O responsável pela batida não havia sido encontrado, pistas inconclusivas levavam ao pressuposto de um acidente planejado; as câmeras em frente a pista estavam desligadas no tempo da batida, nenhuma placa anotada.
Três dias haviam se passado desde o acontecido, e a garota continuava em estudo vegetativo por uma contusão cerebral. Ana não respondia, apenas lutava pela vida em silêncio, e Yun não a deixava sozinha.
− Yun, você deveria dormir um pouco. – Aconselhou Adrielly com sua chegada na manhã.
− Está tudo bem. Não quero sair de perto dela.
− É sério, ou vamos pedir para tirar você dos autorizados a vir vê-la.
− Volto em pouco tempo. – Levantou revoltado e saiu repetindo o aviso.
Fabíola, agora com seus longos cabelos loiros amarrados em um coque, sentava-se no antigo assento de Do-Yun. As olheiras ao redor dos olhos vidrados na amiga, eram consequência dos últimos dificultados pela preocupação com Ana; a loira não suportava vê-la assim.
− Acho melhor você acompanha-lo, Adrielly. – Fabíola gesticulou concentrada.
− Por quê? – A morena perguntou curiosa.
− Ele não dorme a três dias, vai acabar desmaiando na rua antes de chegar em casa.

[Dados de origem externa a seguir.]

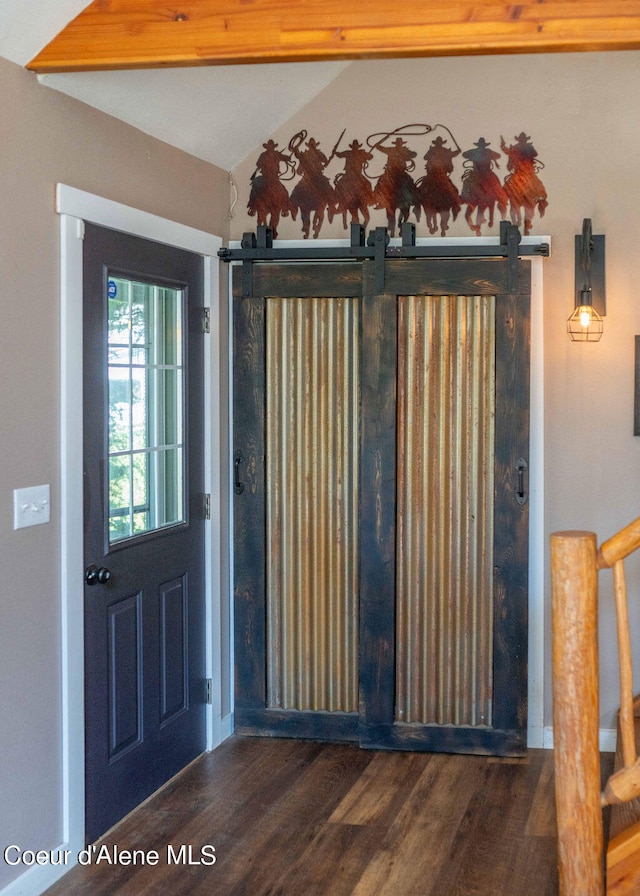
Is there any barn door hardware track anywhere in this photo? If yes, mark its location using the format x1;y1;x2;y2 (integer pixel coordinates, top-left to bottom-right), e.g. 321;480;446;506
218;221;549;298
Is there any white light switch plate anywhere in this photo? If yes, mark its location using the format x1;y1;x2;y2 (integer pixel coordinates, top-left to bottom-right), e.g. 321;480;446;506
13;485;51;529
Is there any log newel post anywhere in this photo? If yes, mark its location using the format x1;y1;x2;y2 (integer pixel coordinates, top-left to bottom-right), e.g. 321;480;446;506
551;531;605;896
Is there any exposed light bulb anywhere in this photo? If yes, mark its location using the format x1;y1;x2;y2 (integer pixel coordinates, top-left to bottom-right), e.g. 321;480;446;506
579;305;591;329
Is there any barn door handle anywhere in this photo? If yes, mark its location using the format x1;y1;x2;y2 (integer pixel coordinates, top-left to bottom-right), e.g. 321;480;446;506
233;451;244;495
516;457;529;504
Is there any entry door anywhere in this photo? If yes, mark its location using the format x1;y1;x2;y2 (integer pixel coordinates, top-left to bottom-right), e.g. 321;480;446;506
234;259;529;755
83;225;205;842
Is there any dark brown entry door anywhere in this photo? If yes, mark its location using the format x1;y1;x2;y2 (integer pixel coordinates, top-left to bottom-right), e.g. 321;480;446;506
234;259;529;754
83;225;205;842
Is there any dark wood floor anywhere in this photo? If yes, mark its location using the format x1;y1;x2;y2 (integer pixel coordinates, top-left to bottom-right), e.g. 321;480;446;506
47;737;608;896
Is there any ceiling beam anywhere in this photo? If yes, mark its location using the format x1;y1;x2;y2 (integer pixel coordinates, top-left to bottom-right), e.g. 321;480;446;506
27;0;640;72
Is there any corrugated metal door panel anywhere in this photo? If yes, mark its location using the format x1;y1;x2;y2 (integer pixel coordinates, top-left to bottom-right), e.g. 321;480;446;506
396;296;495;726
266;298;359;712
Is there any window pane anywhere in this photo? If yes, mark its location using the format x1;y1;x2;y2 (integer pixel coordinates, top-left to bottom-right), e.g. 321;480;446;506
108;275;185;543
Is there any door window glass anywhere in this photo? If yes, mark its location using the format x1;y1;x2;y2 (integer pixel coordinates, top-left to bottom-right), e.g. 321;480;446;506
108;275;185;544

− Você tem razão. – Adrielly refletiu por alguns segundo, e levantando o dedo indicador, correu atrás do amigo.
A sala ficou silenciosa. Os aparelhos apitavam frequentemente monitorando a frequência cardíaca; palavras não saiam de nenhuma boca naquele lugar frio e solitário. Fabíola aproximou sua mão a da paciente, e a segurou fortemente.
− Você vai passar por isso, Ana. Tudo vai ficar bem, prometo. – Desabou aos prantos.
Corrente, a água do chuveiro exalava calor pelo banheiro por completo enquanto Do se preparava para tomar banho. Preocupado, executava todos os gestos com lentidão e desconexidade. Seus pensamentos giravam em torno da obsessão de voltar para o hospital.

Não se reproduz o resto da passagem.